Therefore, if we don’t think that we are currently living in a computer simulation, we are not entitled to believe that we will have descendants who will run lots of such simulations of their forebears.

Whoa there! First problem: one can’t just extrapolate from a few decades of computing trends (where computers have indeed become exponentially more efficient) arbitrarily far into the future, without considering that there are theoretical, physical, and practical limits to computing power, even for an advanced civilization. To put things in perspective, we cannot today build computers powerful enough to accurately simulate everything happening in a thimble full of blood; what makes us think we can simulate a planet, a solar system, or a universe?

Something underappreciated here is that the computation happening in the wild, including the computation done by our universe’s laws of physics, tends to be irreducible if we simulate it at sufficient fidelity. (And by all available evidence, our reality is “computed” at high fidelity down to quantum scales, not some vastly simplified approximation like what is done in video games.) It’s only when we consider much simpler idealizations of reality that we’re able to simulate or predict reality using more limited amounts of compute. Stephen Wolfram been beating this drum for a while, though I like to just view it as a consequence of Rice’s theorem or the halting problem: in general, you can’t fast forward the program to know what it does, you have to run it, and that requires energy, space, and time and eventually reaches physical limits. Though much is unknown, it is very possible that our universe cannot be simulated much more efficiently than by building an effectively universe-sized computer. This does not bode well for hypothetical future civilizations planning to simulate our current reality within our current universe.

A more fundamental issue with the simulation hypothesis is it requires speculating about an “outer universe” capable of simulating our current reality. Notice we can’t really speculate about this because nothing we can observe in our current reality places any constraints on such an outer universe. Is it similar size to our own? With similar computing power? Do its laws of physics work similarly? Anything goes here and is consistent with our observations of reality. So we can conjure up the idea that there is an outer reality but can’t actually investigate or test it.

A related objection is we have no idea what sort of activities civilizations in a hypothetical outer universe would engage in, so even if computers powerful enough to simulate our current universe are possible in some outer universe, will creating simulations of our currrent reality be something that is done?

Together, these points establish the simulation hypothesis as having roughly the same logical status as debating how many angels can fit on the head of a pin or what would happen if Superman and Cyclops fired their laser eyes at each other: it is speculation about the properties of things that can’t be disproven or shown to exist.

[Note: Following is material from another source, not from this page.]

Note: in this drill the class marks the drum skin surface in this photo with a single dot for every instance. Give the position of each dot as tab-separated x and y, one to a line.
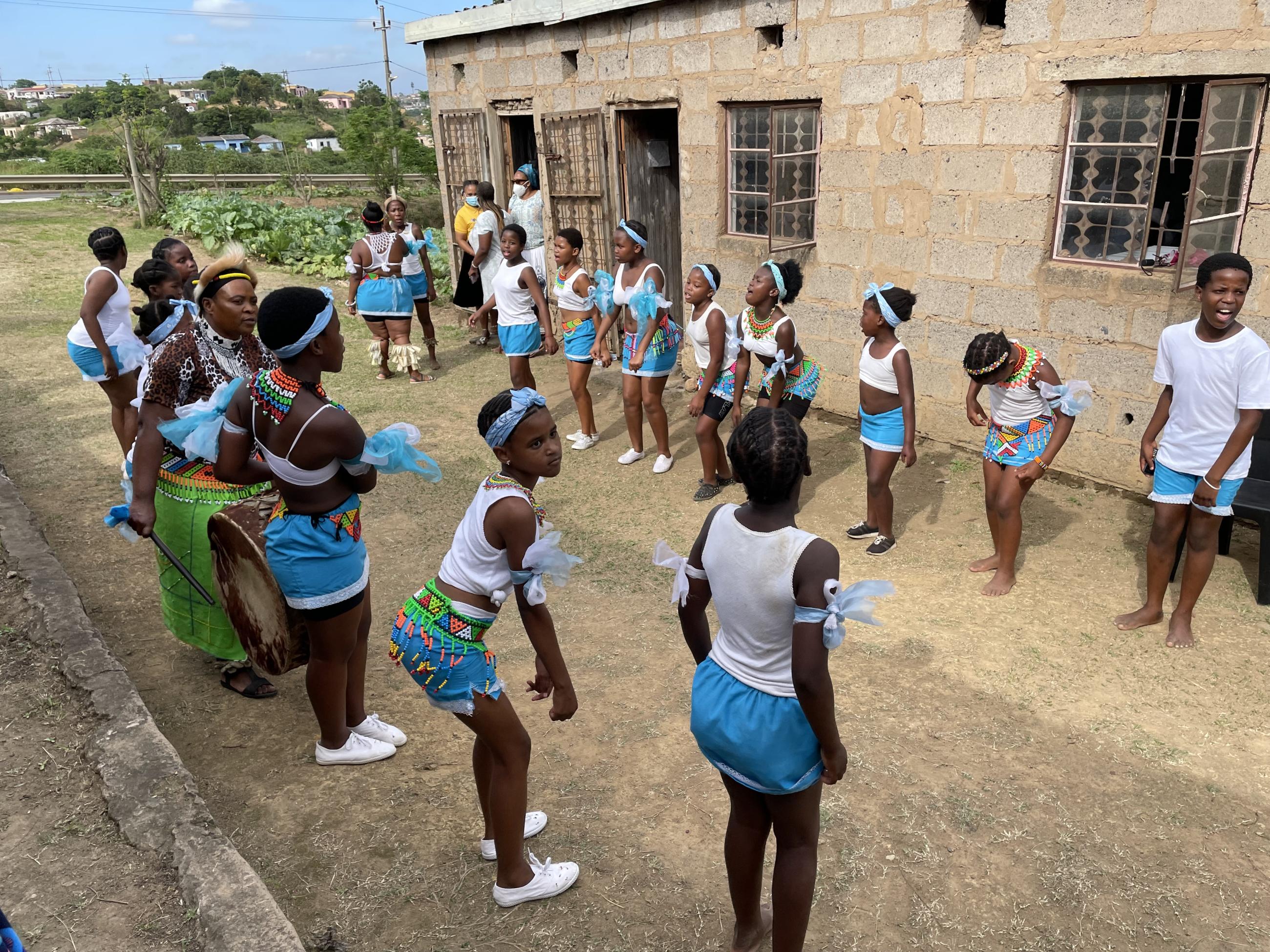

I find it odd that these presumed creators of the simulation we find ourselves in have left no trace that it is in fact a simulation and everything we observe seems indicative that reality is what it is. Give us a sign, dammit! The arguments one sometimes hears for this lack of evidence (“only when we reach a certain stage of technical advancement will we be able to detect the simulation”) remind me of other unfalsifiable explanations that conspiracy theorists invent: one can always make up reasons for why the thing you believe doesn’t have any observable evidence (or why observations contradict your belief).

But forget all that. We have no need to resort to outer universes simulating our current universe to explain reality, so why introduce that? Let’s all just stop there and get back to (what I sure hope is) reality.